Peter, Bjorn and John Living Thing
(Almost Gold)On their 2006 breakout album Writer’s Block, Swedish indie rockers Peter, Bjorn and John built a musical creed out of dusty minimalism, with standouts like Young Folks and Up Against the Wall taking up a sparse residence in the arena of lo-fi splendor. Along with efficient use of scattered beats and one-note refrains, the album glided along in an industrial world of its own making, somehow managing warmth and isolation simultaneously. In that vein, 2009’s Living Thing takes the playbook and elevates it into an art form, expounding upon the low-key immediacy of Writer’s Block with all the ambient noise one would expect from the Stockholm trio. Crunchy, fuzzy, and deceivingly austere, the album finds Peter, Bjorn and John settling into a comfort zone that, while hardly groundbreaking, makes for intriguing listening.
The album-opening, pseudo-electronic smack of The Feeling leaves no doubt in regards to the aforementioned coziness – the band has found their sonic strain and are sticking with it come hell or high-water. Thus, while Living Thing clearly avoids the joyful challenge of musical epiphanies, there are other, smaller ecstasies present, most notably the sentiment that Peter, Bjorn and John are masters of their craft. Every little detail is conducted with veteran’s hands, from the barely-bluesy piano line of It Don’t Move Me to the wonky chorus manipulation of Nothing to Worry About. The overall sure-handedness lends tracks a certain “greater than the sum of their parts” quality, while preventing the habitual use of brittle percussion from becoming a crutch.

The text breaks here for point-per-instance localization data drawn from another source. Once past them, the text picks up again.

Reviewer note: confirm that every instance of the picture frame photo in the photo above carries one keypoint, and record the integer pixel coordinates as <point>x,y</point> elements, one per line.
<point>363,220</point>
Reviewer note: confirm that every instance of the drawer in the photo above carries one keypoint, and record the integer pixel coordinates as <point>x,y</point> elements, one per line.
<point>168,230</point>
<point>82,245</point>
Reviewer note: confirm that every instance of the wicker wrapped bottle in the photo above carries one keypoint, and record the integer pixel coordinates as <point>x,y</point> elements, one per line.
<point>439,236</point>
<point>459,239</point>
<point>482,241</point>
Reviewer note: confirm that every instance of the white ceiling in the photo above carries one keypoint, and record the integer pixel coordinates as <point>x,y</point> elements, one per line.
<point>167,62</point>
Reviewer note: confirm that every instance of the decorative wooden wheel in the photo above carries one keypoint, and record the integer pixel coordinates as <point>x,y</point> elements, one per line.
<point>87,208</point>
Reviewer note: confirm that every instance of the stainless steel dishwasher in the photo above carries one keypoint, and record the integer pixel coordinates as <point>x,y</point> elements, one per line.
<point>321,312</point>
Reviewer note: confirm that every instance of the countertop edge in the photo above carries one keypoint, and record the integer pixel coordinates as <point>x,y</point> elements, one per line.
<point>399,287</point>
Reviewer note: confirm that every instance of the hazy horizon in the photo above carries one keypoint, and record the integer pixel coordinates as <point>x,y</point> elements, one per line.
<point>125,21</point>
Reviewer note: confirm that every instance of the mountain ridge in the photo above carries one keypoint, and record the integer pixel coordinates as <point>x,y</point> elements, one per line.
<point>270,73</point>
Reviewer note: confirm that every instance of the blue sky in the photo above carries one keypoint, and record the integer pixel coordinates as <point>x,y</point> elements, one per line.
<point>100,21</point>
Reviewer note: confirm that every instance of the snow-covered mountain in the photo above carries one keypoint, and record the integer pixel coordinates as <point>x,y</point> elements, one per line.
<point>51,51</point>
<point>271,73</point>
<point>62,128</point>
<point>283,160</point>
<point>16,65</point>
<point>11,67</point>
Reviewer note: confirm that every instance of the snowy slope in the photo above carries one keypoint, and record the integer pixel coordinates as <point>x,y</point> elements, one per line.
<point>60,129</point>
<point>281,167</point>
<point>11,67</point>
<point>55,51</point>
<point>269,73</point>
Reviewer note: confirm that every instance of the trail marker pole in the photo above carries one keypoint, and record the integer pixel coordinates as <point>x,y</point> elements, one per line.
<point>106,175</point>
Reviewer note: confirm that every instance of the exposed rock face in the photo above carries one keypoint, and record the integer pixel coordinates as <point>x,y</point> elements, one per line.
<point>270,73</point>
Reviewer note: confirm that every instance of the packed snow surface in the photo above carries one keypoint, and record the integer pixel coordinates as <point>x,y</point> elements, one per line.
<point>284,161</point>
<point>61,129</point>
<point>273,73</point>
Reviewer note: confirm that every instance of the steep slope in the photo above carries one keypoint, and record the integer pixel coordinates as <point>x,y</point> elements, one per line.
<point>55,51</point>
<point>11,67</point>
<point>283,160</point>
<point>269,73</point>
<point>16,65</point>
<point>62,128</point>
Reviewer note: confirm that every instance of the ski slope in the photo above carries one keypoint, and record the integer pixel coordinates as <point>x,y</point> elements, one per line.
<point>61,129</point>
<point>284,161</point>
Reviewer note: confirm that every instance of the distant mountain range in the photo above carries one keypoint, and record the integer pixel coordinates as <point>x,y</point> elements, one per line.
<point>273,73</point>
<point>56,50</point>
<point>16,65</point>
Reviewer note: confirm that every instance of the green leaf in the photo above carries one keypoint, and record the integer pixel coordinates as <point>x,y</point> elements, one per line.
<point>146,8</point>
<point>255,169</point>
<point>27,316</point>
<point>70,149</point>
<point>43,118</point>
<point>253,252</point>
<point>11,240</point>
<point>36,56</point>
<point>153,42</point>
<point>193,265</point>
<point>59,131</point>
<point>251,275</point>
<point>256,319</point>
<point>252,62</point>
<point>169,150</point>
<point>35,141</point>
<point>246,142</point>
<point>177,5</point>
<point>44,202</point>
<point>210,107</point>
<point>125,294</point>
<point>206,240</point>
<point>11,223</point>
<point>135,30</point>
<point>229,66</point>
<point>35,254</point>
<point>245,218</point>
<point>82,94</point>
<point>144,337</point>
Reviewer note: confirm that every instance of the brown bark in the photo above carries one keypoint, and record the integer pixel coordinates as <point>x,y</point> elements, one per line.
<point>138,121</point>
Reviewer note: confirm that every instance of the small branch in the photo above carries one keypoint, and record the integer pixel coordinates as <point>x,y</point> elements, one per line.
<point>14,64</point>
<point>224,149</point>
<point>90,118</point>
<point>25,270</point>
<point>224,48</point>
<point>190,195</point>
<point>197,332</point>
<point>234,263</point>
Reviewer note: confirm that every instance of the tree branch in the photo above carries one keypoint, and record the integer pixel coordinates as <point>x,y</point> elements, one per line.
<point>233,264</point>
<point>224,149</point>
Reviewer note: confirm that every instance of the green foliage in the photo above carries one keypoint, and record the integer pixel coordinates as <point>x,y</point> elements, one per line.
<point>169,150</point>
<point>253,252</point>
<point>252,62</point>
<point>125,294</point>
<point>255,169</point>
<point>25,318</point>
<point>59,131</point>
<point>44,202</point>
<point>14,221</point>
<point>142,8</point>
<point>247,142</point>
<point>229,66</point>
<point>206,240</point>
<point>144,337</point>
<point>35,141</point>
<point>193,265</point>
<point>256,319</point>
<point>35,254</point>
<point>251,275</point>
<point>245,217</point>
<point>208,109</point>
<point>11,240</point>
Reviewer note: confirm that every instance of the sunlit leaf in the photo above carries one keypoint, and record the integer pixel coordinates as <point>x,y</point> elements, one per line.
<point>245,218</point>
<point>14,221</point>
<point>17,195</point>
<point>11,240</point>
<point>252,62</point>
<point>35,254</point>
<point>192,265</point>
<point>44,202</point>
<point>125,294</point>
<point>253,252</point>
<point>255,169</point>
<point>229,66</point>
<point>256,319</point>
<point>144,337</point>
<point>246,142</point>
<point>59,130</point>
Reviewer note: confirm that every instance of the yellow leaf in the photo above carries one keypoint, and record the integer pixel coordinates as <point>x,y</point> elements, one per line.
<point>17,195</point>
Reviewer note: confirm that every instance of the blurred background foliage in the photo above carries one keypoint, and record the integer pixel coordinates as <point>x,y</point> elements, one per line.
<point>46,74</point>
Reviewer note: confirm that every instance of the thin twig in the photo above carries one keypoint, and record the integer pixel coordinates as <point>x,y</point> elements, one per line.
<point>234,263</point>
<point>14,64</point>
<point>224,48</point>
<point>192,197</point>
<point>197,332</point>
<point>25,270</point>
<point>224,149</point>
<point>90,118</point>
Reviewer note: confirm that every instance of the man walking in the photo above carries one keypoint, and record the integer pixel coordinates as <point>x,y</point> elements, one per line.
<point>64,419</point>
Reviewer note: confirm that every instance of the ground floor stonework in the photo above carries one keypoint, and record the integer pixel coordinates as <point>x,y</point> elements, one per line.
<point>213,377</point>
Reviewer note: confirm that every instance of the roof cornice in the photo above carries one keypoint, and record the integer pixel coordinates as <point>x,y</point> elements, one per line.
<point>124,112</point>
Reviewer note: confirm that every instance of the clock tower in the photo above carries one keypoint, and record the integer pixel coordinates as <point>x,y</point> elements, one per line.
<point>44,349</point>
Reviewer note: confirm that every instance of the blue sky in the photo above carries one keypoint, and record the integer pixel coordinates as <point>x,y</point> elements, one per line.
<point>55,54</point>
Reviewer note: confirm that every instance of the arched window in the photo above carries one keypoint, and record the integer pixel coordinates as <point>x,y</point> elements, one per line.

Yet like many of today’s acts, much of PB&J’s aura seems plucked from motley influences past and present. The rollicking beat and reverb of Just the Past conjures up the ghost of Kate Bush’s Running up That Hill, while on I’m Losing my Mind (among other places), vocalist Peter Morén seems a dead ringer for Damon Albarn in his Gorillaz phase. That smack of familiarity works in tandem with the bare bones arrangements, and as such, Living Thing seems built on an unfinished sound – a half-molded piece of clay rather than the completed project, with borrowed elements meant to fill in the lingering gaps.
Still, there is enough meat on Living Thing’s gaunt frame to merit a second listen. The prodding shuffle of 4 Out of 5 is harmonious in a lawnmower-blade-through-gravel kind of way, barely dragging itself from beat to beat in dry heaves. Stay This Way has a cinematic pulse, plodding along in anticipation of all the sounds that will soon fill its atmospheric fissures. Those pieces never arrive, however, and thus only a few organ hits separate the song from its concluding atrophy. The whole process is a remarkable example of violating audience expectations to the effect of blissful shock, and provides the album with one of its more sublime moments.
As a final token of its miscellany, Living Thing comes to a gloomy conclusion on Last Night, a pleasant-but-murky offering that seems borrowed from the synth-shine of M83’s recent Saturdays=Youth. Even here, listeners are reminded that Peter, Bjorn and John’s journey is a work in progress, a mix of their own capable minimalist formula with more redundant (but tried-and-true) pop sensibility. It is a catchy and comfortable niche, for sure. Yet no matter how proficient its thread and string sound may be, Living Thing struggles to stand apart from its predecessors, functioning more as an appendix to Writer’s Block than its own quantity.